Aussi loin que l'on remonte en Grèce ancienne, la conviction s'impose suivant laquelle ce sont les Muses qui inspirent le poète. Dès lors, on comprend mieux pourquoi Orphée, cette figure mythique, à qui l'on donne pour mère Calliope (Platon, République, II, 364e), la première des Muses (Hésiode, Théogonie), a pu être considéré comme le premier des poètes, dans le temps et pour la qualité, celui à qui étaient redevables même Hésiode et Homère. On comprend aussi pourquoi on mit assez tôt sous le nom de cette espèce de Muse au masculin une théogonie qui comporte six règnes et qui, à la différence de celle d'Hésiode, dont le but est de justifier un ordre des choses stable, pourrait présenter un caractère cyclique, suivant ce principe : « Tout vient de l'Un et se résout en lui » (Diogène Laërce, I, Prooem.). Cette théogonie, qui commence avec la Nuit noire - qui produit un uf sans germe, d'où sort un être étincelant de lumière, appelé Éros, Phanès, etc., que Zeus avale avec les autres dieux qui en viennent pour fabriquer notre monde -, se termine avec Dionysos qui s'identifie, d'une façon ou d'une autre, à toutes les autres divinités. On comprend enfin pourquoi, au cours de l'histoire, Orphée a pu être considéré comme l'instigateur de tous les mystères.

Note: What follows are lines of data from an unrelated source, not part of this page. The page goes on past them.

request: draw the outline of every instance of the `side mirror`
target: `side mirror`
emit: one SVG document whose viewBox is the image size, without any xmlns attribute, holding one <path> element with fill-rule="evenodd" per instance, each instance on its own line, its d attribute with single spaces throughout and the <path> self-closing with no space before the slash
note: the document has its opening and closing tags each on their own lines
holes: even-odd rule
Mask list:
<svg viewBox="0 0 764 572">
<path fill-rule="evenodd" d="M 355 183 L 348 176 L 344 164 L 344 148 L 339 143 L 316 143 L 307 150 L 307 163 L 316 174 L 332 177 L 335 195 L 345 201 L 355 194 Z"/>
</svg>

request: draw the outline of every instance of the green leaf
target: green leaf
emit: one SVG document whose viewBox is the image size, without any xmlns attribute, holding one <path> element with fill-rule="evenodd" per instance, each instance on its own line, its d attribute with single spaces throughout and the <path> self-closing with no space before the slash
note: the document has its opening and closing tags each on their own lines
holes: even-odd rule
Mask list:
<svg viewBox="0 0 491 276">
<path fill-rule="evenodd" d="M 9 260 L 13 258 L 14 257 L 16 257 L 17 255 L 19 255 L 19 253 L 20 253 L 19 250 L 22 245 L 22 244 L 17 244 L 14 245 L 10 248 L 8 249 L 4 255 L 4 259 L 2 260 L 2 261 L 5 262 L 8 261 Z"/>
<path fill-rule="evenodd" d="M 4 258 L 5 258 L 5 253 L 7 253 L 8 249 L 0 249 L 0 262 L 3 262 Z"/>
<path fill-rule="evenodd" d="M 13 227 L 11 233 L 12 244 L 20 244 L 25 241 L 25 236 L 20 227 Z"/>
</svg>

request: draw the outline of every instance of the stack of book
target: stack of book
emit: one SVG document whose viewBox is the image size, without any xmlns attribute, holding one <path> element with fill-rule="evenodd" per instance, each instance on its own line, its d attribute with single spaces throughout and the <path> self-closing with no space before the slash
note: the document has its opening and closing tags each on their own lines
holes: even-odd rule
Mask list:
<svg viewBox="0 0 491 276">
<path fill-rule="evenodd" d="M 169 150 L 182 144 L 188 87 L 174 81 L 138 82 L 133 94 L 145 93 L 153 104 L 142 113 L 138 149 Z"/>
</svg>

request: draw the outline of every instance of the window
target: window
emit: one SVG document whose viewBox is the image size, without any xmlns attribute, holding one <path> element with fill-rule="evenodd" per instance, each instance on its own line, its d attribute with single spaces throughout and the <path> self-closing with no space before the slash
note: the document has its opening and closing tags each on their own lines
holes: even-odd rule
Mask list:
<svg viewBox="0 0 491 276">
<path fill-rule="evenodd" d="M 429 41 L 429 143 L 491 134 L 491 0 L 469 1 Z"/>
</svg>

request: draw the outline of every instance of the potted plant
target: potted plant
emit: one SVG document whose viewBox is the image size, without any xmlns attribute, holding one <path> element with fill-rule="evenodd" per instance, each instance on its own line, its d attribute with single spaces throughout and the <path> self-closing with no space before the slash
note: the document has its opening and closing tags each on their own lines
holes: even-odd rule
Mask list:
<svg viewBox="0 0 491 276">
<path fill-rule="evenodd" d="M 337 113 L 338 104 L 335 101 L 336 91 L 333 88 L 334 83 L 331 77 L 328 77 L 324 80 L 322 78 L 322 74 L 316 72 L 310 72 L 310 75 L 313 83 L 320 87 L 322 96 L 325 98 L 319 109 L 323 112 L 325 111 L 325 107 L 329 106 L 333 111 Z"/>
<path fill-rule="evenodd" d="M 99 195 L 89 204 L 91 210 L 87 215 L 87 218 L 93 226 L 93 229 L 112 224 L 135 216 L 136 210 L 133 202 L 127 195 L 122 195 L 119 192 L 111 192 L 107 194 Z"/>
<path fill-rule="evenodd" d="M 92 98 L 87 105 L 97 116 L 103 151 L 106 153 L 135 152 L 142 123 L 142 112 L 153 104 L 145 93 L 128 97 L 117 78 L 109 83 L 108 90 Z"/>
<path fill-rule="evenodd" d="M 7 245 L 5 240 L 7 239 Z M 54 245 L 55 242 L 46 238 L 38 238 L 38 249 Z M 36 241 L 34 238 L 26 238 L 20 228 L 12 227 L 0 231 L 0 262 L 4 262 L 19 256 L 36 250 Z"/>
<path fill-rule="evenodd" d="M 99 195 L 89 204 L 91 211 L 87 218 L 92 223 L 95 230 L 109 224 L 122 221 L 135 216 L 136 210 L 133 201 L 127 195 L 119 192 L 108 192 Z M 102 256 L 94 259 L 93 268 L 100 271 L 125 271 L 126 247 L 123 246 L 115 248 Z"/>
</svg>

Ce que partagent non seulement Homère et Hésiode, mais aussi Pindare, Ibycos, Bacchylide et Alcman, c'est la conviction en la nécessité de l'inspiration du poète par les Muses. L'accord disparaît dès que l'on essaie de définir en quoi consiste celle-ci. Jusqu'à Platon, on peut dire qu'elle est considérée comme une aide dispensée au poète par un principe qui le dépasse et qui lui permet tout à la fois d'accéder à une connaissance des événements qu'il raconte et de capter l'intérêt de son auditoire : dans cette perspective, l'inspiration n'est pas incompatible avec la technique. Avec Platon, en revanche, inspiration et technique s'opposent, car, en prenant possession de lui et en lui accordant le don de voyance, les Muses empêchent le poète de faire usage de sa raison ; cette position, et c'est là tout son intérêt, permet de mettre la poésie en rapport avec d'autres formes d'inspiration - mantique, « mystique », érotique et même philosophique.